Wie wohl die meisten Menschen nutze ich Zeitungen zum Informationserwerb. Die Anforderungen, die ich an das Medium stelle, sind dabei recht einfach: Die Informationen sollen stimmen, und sie sollen glaubwürdig sein. Das bedingt für mich zwangsläufig, dass derjenige, der bei der Zeitung schreibt, davon Ahnung hat, wovon er schreibt.
Nun erlebe ich aber bei einer lokalen Wochenzeitung hier in der Region immer wieder, dass es auch anders geht, soll heißen, dass der Redakteur sich bemüßigt fühlt, von Themen zu schreiben, von denen er keine Ahnung, aber zu denen er eine Meinung hat (die nicht immer stimmen muss). Das an sich wäre nicht schlimm, das Recht hat jeder Zeitungsschreiber zum Beispiel in einem Kommentar oder in einer Glosse. Besagter Redakteur macht das aber in seinen "informativen" Artikeln.
So will ich ihm zum Beispiel nicht das Recht absprechen, in einer Zeitung, die sich eigentlich der lokalen Berichterstattung verschrieben hat, über die Debatten zum Euro-Rettungsfonds zu schreiben. Hilfreich wäre es in dem Zusammenhang natürlich, wenn er davon Ahnung hätte. Hat er aber nicht. Trotzdem schreibt er, wie schlecht das alles ist und dass der Euro Mist ist und so weiter. Nun gut, muss er wissen...

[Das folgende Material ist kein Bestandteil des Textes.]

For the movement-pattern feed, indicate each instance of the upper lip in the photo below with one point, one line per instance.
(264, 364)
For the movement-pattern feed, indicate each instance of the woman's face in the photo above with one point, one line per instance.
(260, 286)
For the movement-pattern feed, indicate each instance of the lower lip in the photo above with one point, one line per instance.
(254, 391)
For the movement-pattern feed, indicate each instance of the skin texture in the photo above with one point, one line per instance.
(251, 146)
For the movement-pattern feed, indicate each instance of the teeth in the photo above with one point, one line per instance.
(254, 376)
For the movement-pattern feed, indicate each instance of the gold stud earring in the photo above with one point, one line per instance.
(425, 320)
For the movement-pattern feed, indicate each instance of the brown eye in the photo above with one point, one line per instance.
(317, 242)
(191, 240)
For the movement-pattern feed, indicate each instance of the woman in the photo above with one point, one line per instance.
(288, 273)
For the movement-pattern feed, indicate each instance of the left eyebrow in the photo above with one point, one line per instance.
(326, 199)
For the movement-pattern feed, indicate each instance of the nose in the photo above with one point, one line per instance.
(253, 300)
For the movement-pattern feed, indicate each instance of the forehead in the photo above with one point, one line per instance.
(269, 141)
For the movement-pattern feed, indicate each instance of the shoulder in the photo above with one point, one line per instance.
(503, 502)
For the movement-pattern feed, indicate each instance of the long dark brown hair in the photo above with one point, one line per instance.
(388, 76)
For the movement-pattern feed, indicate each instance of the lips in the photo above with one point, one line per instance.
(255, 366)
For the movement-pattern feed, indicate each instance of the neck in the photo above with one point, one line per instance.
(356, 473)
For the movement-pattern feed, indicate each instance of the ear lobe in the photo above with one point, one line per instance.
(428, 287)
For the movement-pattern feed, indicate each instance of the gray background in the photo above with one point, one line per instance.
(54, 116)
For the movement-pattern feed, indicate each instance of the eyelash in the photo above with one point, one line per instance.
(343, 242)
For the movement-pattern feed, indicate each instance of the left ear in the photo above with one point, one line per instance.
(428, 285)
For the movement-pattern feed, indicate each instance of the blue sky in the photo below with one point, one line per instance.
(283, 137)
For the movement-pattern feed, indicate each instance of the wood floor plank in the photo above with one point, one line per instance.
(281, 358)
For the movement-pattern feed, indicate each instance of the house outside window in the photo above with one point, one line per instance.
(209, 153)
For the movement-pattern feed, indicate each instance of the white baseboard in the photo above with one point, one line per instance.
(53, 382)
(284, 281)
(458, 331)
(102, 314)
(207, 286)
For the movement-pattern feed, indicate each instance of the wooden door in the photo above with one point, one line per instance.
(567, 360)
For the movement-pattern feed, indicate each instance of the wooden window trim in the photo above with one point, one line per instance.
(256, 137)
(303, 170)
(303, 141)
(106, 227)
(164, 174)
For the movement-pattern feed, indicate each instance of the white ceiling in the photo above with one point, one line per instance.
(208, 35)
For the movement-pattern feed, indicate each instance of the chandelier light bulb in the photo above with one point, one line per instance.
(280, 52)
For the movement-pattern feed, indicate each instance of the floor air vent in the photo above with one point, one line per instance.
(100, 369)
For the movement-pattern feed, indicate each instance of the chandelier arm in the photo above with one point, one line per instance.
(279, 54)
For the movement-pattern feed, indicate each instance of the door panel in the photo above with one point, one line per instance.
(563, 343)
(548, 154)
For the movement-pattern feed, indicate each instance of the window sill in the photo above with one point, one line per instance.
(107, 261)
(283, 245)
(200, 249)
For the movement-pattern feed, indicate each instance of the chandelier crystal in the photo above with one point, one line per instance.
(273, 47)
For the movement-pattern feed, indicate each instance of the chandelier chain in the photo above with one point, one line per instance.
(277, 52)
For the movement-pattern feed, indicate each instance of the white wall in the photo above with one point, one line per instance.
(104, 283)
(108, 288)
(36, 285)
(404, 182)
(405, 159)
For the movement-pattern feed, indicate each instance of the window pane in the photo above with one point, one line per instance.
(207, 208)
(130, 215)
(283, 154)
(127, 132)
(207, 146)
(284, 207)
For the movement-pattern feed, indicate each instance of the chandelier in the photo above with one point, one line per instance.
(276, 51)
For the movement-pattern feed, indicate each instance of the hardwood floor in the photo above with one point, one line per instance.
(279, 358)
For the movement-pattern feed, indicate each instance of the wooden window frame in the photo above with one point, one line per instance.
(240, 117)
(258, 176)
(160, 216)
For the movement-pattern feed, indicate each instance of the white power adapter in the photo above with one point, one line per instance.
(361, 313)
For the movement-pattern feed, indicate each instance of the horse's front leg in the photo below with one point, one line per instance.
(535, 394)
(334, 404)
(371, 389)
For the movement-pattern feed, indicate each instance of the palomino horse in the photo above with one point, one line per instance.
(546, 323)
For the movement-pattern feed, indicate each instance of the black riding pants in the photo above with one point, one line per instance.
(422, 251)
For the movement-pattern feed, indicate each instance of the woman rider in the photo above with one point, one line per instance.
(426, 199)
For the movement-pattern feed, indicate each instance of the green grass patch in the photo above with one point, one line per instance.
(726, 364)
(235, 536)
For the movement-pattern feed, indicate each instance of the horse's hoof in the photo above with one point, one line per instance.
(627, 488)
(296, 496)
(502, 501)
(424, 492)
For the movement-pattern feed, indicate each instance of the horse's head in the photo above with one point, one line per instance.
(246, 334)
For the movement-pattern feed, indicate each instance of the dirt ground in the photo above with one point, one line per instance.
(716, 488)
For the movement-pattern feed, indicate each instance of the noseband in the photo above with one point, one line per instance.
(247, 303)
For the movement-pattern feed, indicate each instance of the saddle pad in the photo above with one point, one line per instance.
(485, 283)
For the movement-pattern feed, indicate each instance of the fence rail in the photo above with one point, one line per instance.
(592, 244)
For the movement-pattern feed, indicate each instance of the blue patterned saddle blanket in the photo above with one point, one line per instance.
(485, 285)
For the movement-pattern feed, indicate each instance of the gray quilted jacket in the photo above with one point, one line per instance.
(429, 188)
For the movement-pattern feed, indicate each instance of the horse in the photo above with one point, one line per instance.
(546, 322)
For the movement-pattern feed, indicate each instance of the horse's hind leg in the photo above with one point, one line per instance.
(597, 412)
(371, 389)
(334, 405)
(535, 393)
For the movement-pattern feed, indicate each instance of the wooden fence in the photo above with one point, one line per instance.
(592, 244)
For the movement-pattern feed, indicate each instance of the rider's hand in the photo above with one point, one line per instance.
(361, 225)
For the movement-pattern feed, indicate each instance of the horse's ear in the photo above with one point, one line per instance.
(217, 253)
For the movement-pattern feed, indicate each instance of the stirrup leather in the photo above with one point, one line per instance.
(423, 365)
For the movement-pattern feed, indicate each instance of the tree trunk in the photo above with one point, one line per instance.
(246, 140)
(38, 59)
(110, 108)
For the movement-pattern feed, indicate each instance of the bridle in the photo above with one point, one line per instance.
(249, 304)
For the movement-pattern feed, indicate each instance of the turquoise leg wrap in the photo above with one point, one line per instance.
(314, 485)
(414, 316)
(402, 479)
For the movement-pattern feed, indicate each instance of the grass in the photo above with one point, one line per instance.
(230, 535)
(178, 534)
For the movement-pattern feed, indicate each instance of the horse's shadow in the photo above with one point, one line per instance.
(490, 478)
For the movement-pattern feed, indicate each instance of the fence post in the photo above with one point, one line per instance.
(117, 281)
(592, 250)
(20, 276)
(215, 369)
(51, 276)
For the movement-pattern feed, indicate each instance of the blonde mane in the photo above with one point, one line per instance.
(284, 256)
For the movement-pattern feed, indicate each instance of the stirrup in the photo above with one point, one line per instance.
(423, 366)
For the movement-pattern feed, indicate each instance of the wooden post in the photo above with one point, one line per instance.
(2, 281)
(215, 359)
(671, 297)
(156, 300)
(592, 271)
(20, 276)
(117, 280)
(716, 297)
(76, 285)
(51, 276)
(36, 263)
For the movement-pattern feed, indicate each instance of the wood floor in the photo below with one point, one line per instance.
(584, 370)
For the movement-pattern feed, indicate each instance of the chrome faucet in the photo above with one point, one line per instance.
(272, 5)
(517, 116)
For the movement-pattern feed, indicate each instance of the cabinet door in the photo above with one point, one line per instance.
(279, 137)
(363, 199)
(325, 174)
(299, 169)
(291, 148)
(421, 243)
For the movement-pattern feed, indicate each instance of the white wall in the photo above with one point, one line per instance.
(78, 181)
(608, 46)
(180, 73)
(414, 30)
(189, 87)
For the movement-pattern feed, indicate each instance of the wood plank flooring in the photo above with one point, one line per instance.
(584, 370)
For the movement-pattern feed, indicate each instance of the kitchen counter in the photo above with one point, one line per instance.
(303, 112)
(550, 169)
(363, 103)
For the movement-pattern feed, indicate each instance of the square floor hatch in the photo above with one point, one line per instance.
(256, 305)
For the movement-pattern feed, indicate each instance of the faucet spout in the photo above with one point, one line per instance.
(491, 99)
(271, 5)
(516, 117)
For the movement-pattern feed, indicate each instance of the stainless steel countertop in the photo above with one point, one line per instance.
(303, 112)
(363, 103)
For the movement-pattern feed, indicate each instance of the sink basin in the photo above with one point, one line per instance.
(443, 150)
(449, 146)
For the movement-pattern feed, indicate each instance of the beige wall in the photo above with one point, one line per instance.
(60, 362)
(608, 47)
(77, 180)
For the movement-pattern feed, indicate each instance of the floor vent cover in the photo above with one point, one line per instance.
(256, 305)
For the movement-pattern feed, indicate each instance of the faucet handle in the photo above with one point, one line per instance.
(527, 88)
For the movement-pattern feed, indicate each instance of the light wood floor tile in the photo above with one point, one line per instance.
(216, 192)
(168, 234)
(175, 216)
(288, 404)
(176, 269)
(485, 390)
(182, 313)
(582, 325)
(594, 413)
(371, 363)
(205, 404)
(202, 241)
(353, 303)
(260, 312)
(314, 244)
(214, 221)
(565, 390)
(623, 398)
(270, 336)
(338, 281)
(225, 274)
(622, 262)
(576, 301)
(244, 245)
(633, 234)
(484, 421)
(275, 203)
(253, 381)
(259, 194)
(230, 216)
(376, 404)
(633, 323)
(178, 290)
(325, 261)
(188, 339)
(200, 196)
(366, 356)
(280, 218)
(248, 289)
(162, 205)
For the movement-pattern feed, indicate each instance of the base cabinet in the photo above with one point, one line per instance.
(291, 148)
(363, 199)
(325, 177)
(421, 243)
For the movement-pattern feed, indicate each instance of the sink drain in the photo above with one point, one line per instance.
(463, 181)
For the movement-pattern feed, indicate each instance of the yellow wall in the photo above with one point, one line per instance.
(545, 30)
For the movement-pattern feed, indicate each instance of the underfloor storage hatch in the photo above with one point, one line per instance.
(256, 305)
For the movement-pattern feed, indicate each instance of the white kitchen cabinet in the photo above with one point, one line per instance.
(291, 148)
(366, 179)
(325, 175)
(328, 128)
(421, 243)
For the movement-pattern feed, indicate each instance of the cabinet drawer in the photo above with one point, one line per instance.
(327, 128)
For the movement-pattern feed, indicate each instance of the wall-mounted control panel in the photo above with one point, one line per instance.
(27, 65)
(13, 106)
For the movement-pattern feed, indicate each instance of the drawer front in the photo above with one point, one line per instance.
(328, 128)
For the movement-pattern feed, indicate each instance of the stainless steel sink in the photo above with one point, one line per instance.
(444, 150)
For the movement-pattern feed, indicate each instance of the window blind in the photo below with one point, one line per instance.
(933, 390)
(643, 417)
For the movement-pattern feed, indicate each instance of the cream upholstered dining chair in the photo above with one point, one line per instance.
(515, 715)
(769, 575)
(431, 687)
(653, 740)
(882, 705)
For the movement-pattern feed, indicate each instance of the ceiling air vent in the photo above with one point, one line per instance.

Dieses Wochenende wurde es aber peinlich. Die bundesweiten Debatten zum Thema Datenschutz zum Beispiel bei Facebook nutzte besagter Redakteur wieder für einen Artikel, in denen er seine Meinungen zum Thema kund tat. Er nennt diese Sozialen Netzwerke "Datenkraken", attestiert ihnen Datenhunger und so weiter. Zwar hat er wenigstens einen lokalen Bezug herstellen können, der sich allerdings bei genauem Überlegen als ein wenig konstruiert erweist: Er zitiert einen Fall aus einer Schule mit Viertklässlern und lässt dann Schulleiter von weiterführenden Schulen zu Wort kommen, die erklären, was an ihren Schulen gegen solche Fälle unternommen wird. Klingt erst mal gut. Aber: In welche Schule gehen die Viertklässler? Nicht in den zitierten, das ist schon mal klar. Das erfährt niemand... (Ich will nicht böse sein, aber möglicherweise hat sich der zitierte Fall überhaupt nicht hier ereignet, vielleicht sogar gar nicht...)
Peinlich ist aber für mich vor allem folgendes. Zum einen finde ich es schon etwas eigenartig, wenn ein Zeitungsredakteur "Datenkraken" kritisiert, zu anderen Gelegenheiten aber vehement darauf drängt, dass Behörden ihm Informationen (also Daten) zukommen lassen müssen. (Haarspalterisch könnte man also sagen, auch er ist eine Datenkrake, die Daten sammelt...) Und dann wie gesagt: Der Redakteur schimpft auf Soziale Netzwerke wie Facebook, Twitter, ihre Datensammelwut und so weiter und prangert, wie das viele andere auch tun, zum Beispiel den "I Like"-Button an. Und nun wurde ich ein wenig nachdenklich und öffnete die Internetseite der Zeitung. Richtig gedacht: Ganz oben finde ich Links auf das "Facebook"- und Twitter-Profil der Zeitung. Und ganz oben bei der Facebook-Seite leuchtet mir der "I Like"-Button entgegen.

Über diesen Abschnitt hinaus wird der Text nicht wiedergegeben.